Additionally, preferred stocks issue dividends on a regular basis, but investors don’t usually enjoy capital appreciation on par with common shares.

REITs are securities that trade like a stock and invest in real estate directly through property ownership or mortgages. Consequently, revenue is mainly generated through rents or interest on mortgage loans.

To qualify for special tax considerations, the asset also distributes the majority of income, about 90% of taxable profits, to investors as dividends, and receive at least 75% of that income from rents, mortgages and sales of property.

In addition, a majority of REIT preferred stocks are cumulative in nature, which means that issuers are obligated to pay any historical dividends, if any payments are missed, at some point in the future.

For instance, 98% of REIT preferred stocks in the Index REIT Preferred Stock Index are structured such that dividends are cumulative. As a result, REIT preferreds have significant downside protection during economic downturns relative to common stocks.

The REIT sector has a lower level of corporate debt than the banking and insurance sectors (which have only 7-10% in common equity). Despite this, all these sub-industries were classified together in the GICS classification until a few years ago.

On average, preferred securities make up 10%, common equity represents around 60% and debt represents around 30% of a REIT’s enterprise value.

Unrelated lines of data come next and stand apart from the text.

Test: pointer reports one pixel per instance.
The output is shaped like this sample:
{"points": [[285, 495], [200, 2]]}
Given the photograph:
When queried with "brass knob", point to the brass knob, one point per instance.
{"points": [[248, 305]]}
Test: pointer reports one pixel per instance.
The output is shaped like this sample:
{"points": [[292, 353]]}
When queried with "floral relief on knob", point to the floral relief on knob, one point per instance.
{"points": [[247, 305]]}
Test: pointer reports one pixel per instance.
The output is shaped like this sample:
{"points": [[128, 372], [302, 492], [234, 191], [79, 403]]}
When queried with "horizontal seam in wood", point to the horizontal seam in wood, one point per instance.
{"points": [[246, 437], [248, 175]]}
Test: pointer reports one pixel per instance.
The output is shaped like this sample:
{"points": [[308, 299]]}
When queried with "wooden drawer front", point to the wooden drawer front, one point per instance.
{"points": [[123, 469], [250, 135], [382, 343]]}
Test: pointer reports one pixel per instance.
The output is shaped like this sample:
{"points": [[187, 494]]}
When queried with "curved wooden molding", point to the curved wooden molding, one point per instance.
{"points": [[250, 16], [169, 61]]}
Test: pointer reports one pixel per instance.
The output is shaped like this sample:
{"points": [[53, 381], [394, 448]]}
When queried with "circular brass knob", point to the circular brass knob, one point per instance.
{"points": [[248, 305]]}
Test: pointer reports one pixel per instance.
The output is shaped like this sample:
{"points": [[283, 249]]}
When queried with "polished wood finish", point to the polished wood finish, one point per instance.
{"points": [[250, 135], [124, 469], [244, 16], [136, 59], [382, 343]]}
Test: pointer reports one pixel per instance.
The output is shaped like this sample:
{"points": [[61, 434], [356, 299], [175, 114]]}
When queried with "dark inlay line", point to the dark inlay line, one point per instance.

Although preferred securities are lower in the capital structure than debt, the amount of equity junior to preferred REITs is very substantial compared to the banking industry. This lowers the risk profile of REIT preferreds, since preferred holders must be paid before equity holders.

In today’s sustained low yield environment, REIT preferreds provide a unique opportunity for investors to generate high income with dividend yields of more than 6%.   REIT preferreds have relatively low correlation to the stock market compared to common stocks and also have modest sensitivity to treasury bonds yields compared to many fixed income alternatives.  Consequently, preferred stocks can offer investors attractive income with modest levels of volatility in most market environments.

InfraCap REIT Preferred ETF

The InfraCap REIT Preferred ETF (PFFR) is an ETF offering a diversified investment in preferred securities issued by REITs. The fund seeks investment results that correspond, before fees and expenses, to the price and yield performance of the Index REIT Preferred Stock Index. The index methodology has a provision to exclude preferred stocks with yield to calls below 3%.

Generally, preferred stocks with yield to calls below 3% do not reflect attractive investments. As of September 27, 2019, there were 93 preferred stocks in the portfolio. These preferred stocks were issued by 48 different companies across both property and mortgage REITs. The fund is diversified across various sectors of the real estate industry.

The fund’s exposure by REIT sub sector as of June 30, 2019 was as follows:

29.68% mortgage

23.18% diversified

10.97% storage

1.62% office property

3.96% regional malls

10.04% shopping centers

2.77% health care

6.01% residential

5.11% hotels

4.00% single tenant

1.95% industrial

0.71% farmlands

The fund’s top 10 positions as of June 30, 2019 were as follows: 3.64% Annaly Capital Management Inc, 2.04% Annaly Capital Management Inc, 1.99 % Kimco Realty Corp, 1.83% KKR & Co Inc, 1.68% AGNC Investment Corp, 1.67% National Retail Properties Inc, 1.66% Chimera Investment Corp, 1.62% Arch Capital Group Ltd, 1.56% Vornado Realty Trust and 1.54% Apollo Global Management LLC.

PFFR yields 6.66% and has an expense ratio of 0.45%.